At the end of 2011 the European Commission published a Communication on the future of EU budget support. This Communication introduces important changes, particularly for the EC as a budget support provider. The new Communication obliges the EC to open up its budget support approach to promote, democracy and human rights, alongside the goal of reducing poverty.
It is perhaps no accident that this policy change comes at a time of increasing criticism by member states of the EC’s previous budget support strategy.
While the EC can no longer afford to be ambivalent to democratic governance conditions in recipient countries, tying budget support more strictly to political conditions poses a number of significant challenges.
Four interrelated messages have emerged from our analysis:
- Accounting for the prevailing political conditions in recipient countries in different ways in different budget support operations makes little sense from a purely technical perspective. Yet from a political perspective such an approach is likely to shield the EC from domestic criticism.
- Currently no clear strategy exists on how budget support can be used to leverage political change and promote democratic governance. There is also ambiguity surrounding criteria for determining if a recipient country can receive budget support.

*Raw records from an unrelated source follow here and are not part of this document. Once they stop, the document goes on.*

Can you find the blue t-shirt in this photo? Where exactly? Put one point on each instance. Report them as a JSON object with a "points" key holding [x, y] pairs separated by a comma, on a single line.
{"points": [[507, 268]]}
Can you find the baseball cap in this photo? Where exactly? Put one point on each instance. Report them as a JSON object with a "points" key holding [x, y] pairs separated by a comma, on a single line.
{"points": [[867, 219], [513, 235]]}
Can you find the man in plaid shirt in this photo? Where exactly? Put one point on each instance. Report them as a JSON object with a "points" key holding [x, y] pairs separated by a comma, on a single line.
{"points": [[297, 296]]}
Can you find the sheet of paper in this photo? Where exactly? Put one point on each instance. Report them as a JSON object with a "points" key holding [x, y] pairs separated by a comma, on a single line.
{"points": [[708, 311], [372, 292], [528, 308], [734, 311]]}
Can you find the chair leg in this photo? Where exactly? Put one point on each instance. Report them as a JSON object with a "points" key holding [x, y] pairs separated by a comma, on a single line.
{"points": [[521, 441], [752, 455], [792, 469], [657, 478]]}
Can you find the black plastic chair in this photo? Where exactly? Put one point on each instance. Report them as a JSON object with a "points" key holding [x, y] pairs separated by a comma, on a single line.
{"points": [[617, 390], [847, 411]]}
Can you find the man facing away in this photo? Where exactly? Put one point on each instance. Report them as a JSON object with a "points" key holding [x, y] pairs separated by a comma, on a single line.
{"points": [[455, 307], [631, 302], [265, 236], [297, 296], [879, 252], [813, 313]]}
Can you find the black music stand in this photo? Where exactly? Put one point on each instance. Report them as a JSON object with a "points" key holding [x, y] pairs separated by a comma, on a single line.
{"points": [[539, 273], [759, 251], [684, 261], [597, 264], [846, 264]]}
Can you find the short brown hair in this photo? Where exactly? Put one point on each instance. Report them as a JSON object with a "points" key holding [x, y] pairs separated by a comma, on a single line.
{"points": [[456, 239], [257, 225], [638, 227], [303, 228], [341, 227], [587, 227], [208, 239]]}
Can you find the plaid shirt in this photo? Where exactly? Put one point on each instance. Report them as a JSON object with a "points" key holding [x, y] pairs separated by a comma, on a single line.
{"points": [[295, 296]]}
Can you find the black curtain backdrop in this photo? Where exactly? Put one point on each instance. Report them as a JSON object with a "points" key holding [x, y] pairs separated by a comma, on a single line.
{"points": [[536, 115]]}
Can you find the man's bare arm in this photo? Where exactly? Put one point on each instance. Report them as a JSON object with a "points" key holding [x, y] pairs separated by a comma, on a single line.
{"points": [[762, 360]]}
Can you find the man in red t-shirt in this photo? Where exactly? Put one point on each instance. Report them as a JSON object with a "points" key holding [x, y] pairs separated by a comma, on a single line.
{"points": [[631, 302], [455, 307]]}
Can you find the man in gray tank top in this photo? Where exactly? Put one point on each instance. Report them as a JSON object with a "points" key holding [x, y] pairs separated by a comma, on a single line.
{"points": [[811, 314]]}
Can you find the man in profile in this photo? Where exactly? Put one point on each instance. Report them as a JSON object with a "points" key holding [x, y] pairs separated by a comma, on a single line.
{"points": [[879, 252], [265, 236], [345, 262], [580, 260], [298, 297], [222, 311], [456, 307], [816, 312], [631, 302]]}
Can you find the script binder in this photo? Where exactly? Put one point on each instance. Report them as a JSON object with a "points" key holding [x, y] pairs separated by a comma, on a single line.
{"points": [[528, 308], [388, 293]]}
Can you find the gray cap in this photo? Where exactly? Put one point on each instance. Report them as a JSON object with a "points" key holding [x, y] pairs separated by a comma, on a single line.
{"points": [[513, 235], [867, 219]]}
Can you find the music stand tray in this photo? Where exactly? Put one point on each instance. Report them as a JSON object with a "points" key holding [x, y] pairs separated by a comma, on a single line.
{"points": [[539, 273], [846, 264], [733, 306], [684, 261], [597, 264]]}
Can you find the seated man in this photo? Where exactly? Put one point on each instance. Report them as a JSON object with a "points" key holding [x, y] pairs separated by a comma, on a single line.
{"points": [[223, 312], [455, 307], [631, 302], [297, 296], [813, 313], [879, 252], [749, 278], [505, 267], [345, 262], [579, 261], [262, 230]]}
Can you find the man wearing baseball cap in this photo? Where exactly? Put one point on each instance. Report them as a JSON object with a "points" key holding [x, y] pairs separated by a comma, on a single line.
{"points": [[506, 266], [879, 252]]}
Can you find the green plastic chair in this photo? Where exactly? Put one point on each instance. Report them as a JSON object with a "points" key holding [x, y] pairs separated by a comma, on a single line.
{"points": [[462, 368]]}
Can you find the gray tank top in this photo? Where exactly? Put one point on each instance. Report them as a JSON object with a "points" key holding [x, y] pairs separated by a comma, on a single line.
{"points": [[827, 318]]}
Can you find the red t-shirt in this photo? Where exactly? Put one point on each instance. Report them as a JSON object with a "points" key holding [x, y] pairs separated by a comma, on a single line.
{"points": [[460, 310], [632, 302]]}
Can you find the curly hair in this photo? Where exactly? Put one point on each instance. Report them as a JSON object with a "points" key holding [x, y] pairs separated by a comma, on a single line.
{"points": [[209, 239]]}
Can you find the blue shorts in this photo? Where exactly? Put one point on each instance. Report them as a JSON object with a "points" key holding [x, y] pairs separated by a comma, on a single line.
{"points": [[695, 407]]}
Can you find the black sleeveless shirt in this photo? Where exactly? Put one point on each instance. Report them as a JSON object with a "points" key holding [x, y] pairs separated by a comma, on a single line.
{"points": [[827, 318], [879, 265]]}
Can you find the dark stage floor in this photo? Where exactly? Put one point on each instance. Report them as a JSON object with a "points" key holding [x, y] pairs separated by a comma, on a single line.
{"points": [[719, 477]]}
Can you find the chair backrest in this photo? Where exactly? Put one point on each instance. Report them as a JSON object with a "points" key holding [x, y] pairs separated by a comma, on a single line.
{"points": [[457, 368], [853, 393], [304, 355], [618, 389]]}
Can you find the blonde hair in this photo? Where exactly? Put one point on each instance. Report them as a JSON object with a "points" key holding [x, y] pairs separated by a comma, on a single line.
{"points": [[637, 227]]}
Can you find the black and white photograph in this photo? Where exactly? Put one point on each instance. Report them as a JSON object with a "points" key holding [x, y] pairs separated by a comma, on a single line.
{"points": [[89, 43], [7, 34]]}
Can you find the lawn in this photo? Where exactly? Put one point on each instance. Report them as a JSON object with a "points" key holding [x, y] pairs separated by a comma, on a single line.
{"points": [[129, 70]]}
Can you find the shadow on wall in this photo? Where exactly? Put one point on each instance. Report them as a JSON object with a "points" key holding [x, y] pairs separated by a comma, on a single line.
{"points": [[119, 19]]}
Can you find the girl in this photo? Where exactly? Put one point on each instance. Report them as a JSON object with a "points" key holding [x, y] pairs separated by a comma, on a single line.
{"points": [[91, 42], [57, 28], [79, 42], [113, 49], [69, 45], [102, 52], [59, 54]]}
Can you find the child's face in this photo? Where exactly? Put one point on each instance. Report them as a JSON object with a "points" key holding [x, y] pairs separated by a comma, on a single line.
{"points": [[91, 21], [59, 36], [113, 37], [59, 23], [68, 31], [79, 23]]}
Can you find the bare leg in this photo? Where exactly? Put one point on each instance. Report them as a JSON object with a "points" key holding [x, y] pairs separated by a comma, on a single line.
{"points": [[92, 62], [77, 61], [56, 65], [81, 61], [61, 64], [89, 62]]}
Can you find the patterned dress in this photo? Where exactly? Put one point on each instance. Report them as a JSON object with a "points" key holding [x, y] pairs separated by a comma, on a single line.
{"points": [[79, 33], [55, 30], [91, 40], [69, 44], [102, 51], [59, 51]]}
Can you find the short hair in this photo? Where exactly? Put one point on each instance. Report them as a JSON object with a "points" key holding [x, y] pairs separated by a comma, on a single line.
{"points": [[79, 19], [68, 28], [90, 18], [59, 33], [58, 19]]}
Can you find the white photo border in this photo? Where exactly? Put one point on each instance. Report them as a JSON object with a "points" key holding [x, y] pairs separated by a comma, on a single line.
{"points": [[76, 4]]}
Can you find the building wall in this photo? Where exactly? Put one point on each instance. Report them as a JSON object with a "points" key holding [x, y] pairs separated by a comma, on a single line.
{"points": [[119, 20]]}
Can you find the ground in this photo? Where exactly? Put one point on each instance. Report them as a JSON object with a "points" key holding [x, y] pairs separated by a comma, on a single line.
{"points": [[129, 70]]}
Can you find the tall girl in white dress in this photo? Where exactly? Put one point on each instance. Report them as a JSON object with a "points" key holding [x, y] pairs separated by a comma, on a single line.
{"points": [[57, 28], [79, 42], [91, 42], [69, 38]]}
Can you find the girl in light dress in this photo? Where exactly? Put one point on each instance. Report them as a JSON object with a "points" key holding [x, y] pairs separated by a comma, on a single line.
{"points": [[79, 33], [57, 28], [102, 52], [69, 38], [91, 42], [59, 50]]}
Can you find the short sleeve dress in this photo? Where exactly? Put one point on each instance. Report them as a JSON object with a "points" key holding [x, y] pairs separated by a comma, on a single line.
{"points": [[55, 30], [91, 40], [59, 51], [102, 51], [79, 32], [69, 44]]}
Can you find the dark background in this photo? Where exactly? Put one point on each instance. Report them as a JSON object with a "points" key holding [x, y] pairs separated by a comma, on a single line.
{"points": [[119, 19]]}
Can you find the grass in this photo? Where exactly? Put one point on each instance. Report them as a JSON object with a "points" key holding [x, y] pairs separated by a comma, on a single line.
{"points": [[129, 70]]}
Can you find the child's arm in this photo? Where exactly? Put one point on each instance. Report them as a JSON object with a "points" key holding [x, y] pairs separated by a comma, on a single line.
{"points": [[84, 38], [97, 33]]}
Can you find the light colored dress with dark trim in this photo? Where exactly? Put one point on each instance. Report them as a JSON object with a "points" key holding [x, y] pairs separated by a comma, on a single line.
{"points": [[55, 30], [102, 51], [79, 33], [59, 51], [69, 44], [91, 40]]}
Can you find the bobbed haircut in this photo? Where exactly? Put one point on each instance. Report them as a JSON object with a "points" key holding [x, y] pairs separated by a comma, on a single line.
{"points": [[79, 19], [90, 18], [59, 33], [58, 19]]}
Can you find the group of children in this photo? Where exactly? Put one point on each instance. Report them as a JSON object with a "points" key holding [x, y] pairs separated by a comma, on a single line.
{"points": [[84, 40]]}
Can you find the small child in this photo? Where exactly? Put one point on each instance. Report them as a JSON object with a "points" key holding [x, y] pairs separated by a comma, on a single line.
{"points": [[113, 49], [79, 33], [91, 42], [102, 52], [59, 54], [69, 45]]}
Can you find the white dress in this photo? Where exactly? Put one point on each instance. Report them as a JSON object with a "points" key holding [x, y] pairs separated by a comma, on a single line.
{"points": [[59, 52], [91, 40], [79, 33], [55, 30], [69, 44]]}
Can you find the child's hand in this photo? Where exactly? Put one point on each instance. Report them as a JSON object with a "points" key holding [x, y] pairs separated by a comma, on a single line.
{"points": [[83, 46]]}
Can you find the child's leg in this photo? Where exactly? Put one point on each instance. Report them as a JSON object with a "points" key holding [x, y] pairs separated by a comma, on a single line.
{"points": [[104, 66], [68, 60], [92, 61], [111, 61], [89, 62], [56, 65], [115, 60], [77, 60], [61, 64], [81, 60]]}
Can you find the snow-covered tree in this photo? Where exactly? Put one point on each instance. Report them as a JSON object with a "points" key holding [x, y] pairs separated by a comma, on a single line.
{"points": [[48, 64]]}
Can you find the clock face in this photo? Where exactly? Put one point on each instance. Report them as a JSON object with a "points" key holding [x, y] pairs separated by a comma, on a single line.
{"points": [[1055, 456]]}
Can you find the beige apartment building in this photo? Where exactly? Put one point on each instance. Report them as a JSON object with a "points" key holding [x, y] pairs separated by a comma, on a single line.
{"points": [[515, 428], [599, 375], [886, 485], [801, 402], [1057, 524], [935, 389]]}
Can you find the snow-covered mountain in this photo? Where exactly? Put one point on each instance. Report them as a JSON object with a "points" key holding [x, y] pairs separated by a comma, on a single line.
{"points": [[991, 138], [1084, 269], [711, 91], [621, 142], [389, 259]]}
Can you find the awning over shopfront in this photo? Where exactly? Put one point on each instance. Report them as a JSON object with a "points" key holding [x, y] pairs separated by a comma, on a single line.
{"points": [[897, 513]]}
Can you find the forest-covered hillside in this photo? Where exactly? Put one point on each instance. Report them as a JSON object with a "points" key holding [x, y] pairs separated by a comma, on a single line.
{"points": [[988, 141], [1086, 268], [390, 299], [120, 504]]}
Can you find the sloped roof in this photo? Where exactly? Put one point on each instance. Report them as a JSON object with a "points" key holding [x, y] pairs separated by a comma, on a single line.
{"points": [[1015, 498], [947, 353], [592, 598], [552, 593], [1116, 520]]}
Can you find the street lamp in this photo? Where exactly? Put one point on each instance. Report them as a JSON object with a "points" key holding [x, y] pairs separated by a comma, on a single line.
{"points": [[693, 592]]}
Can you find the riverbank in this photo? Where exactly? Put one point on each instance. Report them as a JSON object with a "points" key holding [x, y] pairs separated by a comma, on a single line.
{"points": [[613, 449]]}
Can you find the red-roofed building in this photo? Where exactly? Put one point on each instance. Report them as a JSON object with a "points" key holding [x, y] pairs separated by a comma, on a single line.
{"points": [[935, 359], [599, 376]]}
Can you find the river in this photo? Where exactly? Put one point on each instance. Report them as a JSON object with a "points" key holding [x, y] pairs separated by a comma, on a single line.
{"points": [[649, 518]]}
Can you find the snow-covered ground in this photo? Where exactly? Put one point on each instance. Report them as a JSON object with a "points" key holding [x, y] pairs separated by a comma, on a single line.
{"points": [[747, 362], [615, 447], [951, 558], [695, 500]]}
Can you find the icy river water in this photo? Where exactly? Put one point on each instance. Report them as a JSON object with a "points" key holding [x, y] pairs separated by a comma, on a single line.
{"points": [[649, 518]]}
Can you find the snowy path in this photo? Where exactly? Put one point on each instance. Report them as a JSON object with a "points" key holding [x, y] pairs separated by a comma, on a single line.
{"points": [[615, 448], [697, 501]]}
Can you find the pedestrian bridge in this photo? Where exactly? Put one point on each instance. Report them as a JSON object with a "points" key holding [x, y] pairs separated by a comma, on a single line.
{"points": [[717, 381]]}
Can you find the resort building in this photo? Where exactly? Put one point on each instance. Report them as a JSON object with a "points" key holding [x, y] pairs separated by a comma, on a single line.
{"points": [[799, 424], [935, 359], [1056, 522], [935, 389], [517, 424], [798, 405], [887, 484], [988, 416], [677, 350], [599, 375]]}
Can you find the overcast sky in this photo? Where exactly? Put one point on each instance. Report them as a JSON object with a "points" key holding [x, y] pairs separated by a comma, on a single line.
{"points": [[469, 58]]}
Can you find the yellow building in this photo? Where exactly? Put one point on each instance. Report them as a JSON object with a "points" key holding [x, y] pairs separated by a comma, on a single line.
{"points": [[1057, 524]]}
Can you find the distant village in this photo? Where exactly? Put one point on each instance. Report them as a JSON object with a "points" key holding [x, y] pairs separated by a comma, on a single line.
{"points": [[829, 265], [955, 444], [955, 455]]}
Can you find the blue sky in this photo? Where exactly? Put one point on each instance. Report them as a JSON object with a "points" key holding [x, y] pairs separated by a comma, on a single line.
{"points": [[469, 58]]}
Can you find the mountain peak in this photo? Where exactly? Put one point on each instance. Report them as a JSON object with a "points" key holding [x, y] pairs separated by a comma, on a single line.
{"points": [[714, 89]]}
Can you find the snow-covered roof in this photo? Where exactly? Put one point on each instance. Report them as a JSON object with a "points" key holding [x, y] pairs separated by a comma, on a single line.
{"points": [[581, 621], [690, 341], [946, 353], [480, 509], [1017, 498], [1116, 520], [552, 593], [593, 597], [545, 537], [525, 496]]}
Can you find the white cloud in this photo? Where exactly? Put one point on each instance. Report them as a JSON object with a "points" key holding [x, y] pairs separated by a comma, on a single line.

- If rigid selectivity is pursued the EC faces the challenge of safeguarding its leverage and scope for action, forcing it more closely to the position of the ‘28th European donor’.
- In certain contexts donors can leverage changes in democratic governance, provided they drastically improve on coordination to produce coherent incentives for the recipient government and employ a credible set of sanctions in case of non-compliance. Yet donors do not have a strong track record in doing either of these.